PROJECT TITLE :

An Energy-Efficient Nonvolatile In-Memory Computing Architecture for Extreme Learning Machine by Domain-Wall Nanowire Devices

ABSTRACT:

The data-oriented applications have introduced increased demands on memory capacity and bandwidth, that raises the necessity to rethink the architecture of the present computing platforms. The logic-in-memory design is extremely promising as future logic-memory integration paradigm for prime throughput information-driven applications. From memory technology aspect, together recently introduced nonvolatile memory device, domain-wall nanowire (or race-track) not only shows potential as future power efficient memory, but also computing capacity by its distinctive physics of spintronics. This paper explores a unique distributed in-memory computing architecture where most logic functions are executed within the memory, which significantly alleviates the bandwidth congestion issue and improves the energy potency.
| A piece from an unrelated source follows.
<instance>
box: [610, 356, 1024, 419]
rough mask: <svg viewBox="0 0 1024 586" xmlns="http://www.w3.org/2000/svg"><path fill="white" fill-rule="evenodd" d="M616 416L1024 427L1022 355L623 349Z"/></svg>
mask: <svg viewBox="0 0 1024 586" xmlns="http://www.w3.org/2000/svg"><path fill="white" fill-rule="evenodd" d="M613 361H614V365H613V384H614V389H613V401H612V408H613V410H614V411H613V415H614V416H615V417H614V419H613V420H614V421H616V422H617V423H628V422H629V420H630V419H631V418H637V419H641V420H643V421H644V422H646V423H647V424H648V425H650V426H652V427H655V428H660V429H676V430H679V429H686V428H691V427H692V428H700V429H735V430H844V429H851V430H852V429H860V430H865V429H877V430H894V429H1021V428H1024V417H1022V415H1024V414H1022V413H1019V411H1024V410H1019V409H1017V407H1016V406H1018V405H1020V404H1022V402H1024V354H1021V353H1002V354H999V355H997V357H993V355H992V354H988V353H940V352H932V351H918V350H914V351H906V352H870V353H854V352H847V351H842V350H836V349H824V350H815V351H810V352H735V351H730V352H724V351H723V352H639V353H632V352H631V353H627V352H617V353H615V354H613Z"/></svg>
The proposed distributed in-memory computing design is solely designed by domain-wall nanowire, i.e., each memory and logic are implemented by domain-wall nanowire devices. As a case study, neural network-based image resolution enhancement algorithm, referred to as DW-NN, is examined within the proposed architecture. We show that each one operations concerned in machine learning on neural network can be mapped to a logic-in-memory design by nonvolatile domain-wall nanowire. Domain-wall nanowire-based mostly logic is customized for in machine learning at intervals image data storage. As such, both neural network coaching and processing will be performed regionally at intervals the memory. The experimental results show that the domain-wall memory can cut back ninety two% leakage power and sixteen% dynamic power compared to main memory implemented by DRAM; and domain-wall logic will reduce 31% both dynamic and 65% leakage power below the similar performance compared to CMOS transistor-primarily based logic. And system throughput in DW-NN is improved by eleven.6x and therefore the energy potency is improved by 56x when put next to conventional image processing system.